The initial context is set to current (configuration to use during any other CLI action) on creation, and any subsequent contexts created can be configured as current with the following command:

ssrun context set-current -n <context_name>

In addition, specific environment variables can be used to override the current context:

export SECRETSSAFE_HOST=<IP address or hostname of Secrets Safe instance>
export SECRETSSAFE_PORT=<port of Secrets Safe instance>
The following variable is necessary if the certificate authority is not publicly trusted:
export SECRETSSAFE_VERIFY_CA=<path_to_ca_cert>

The DevOps Secrets Safe CLI verifies the SSL certificate presented by the DSS instance. The SECRETSSAFE_VERIFY_CA environment variable or SSL CA context attribute specifies the path to the CA certificate that the DSS certificate is checked against.

If no SECRETSSAFE_VERIFY_CA is specified, the default certificate bundles provided by the Python requests library are used.

Certificate verification can be disabled by setting SECRETSSAFE_VERIFY_CA=false. We strongly discouraged this practive for production environments.

To use these environment variables by default, rather than by manually managing contexts, you can make them persistent in the shell environment. They can be stored in a users ~/.bashrc file.

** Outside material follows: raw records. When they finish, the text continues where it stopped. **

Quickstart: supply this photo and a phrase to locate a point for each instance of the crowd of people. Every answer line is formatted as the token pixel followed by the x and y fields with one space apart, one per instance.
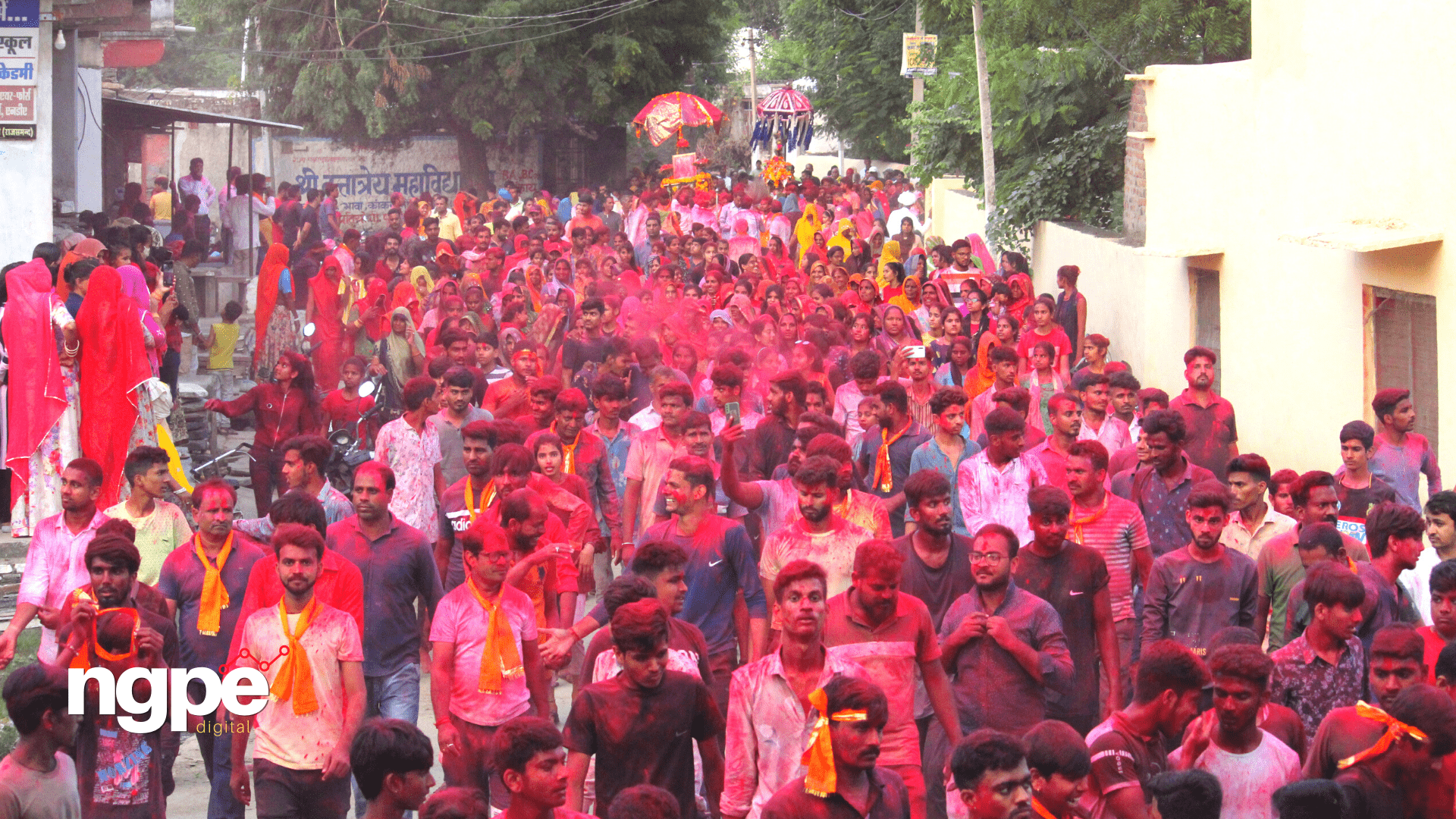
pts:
pixel 816 513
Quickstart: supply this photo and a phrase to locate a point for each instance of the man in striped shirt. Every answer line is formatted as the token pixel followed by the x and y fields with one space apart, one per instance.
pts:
pixel 1116 528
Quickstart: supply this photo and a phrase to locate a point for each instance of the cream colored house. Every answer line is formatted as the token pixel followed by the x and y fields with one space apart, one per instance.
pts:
pixel 1289 212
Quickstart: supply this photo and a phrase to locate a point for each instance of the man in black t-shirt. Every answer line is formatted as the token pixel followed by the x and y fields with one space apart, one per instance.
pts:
pixel 593 347
pixel 641 725
pixel 1128 748
pixel 309 232
pixel 1354 484
pixel 1074 579
pixel 938 561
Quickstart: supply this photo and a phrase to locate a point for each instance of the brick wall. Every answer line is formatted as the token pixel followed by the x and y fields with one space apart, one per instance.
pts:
pixel 1134 183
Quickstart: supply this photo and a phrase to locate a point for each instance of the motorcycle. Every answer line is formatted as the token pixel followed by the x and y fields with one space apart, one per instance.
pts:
pixel 354 447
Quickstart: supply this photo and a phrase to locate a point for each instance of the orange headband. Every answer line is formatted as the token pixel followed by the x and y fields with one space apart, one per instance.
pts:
pixel 1394 730
pixel 819 757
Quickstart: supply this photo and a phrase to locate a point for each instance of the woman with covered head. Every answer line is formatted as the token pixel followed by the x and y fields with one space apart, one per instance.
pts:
pixel 274 322
pixel 44 394
pixel 325 311
pixel 400 354
pixel 114 397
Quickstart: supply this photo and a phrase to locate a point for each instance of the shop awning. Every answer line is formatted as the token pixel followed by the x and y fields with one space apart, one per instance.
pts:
pixel 131 114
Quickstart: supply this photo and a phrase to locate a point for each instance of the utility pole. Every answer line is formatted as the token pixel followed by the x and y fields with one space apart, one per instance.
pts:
pixel 753 96
pixel 984 93
pixel 918 83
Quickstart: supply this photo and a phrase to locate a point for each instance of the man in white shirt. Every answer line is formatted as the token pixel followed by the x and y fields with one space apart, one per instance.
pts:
pixel 197 186
pixel 242 215
pixel 1440 531
pixel 1253 522
pixel 38 777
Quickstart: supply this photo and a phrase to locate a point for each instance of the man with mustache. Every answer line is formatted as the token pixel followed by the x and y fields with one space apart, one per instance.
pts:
pixel 644 723
pixel 1279 564
pixel 532 758
pixel 892 635
pixel 843 779
pixel 1201 588
pixel 820 534
pixel 992 776
pixel 302 757
pixel 109 758
pixel 1226 741
pixel 770 697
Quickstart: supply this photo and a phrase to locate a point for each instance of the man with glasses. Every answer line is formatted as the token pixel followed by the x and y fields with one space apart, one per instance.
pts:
pixel 992 776
pixel 510 398
pixel 1002 646
pixel 218 558
pixel 475 682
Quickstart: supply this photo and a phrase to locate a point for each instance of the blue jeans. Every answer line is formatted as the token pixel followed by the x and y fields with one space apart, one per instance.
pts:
pixel 395 695
pixel 218 760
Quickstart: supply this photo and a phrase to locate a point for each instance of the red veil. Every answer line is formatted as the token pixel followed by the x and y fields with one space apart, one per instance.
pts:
pixel 114 363
pixel 328 327
pixel 274 264
pixel 36 388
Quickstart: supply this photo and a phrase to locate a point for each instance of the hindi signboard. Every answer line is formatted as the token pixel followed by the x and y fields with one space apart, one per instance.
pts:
pixel 19 52
pixel 366 178
pixel 918 55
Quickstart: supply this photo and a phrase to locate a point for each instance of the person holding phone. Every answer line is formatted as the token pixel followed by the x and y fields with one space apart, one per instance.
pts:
pixel 728 400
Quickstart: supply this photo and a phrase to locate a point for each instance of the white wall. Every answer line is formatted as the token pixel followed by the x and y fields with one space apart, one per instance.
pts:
pixel 25 169
pixel 88 142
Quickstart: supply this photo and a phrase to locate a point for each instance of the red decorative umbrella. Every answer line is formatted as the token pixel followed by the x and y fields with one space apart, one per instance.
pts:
pixel 672 112
pixel 785 115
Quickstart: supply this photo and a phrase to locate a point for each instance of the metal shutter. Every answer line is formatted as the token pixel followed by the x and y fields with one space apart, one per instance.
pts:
pixel 1405 352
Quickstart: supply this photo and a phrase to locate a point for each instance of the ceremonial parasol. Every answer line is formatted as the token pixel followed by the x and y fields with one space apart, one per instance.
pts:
pixel 670 112
pixel 785 115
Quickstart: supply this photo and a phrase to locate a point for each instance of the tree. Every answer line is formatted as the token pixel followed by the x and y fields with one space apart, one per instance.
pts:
pixel 852 53
pixel 381 71
pixel 1059 98
pixel 207 58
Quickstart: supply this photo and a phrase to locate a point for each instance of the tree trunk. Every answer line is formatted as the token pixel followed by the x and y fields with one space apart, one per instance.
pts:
pixel 475 164
pixel 984 88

echo 'export SECRETSSAFE_HOST=' >> ~/.bashrc 
echo 'export SECRETSSAFE_PORT=443' >> ~/.bashrc
echo 'export SECRETSSAFE_VERIFY_CA=false' >> ~/.bashrc
source ~/.bashrc	

In this example, certificate verification has been set to false. While this is convenient for testing, we do not recommend this for production environments.

Bash Autocompletion

The DevOps Secrets Safe CLI comes with the ability to configure bash autocompletion for ease of use and convenience. To install bash completion globally, execute the following:

ssrun completion bash > /etc/bash_completion.d/ssrun

This will allow any new bash instances to autocomplete the DevOps Secrets Safe CLI commands on demand. Sudo rights might be required to be able to write to /etc/bash_completion.d/.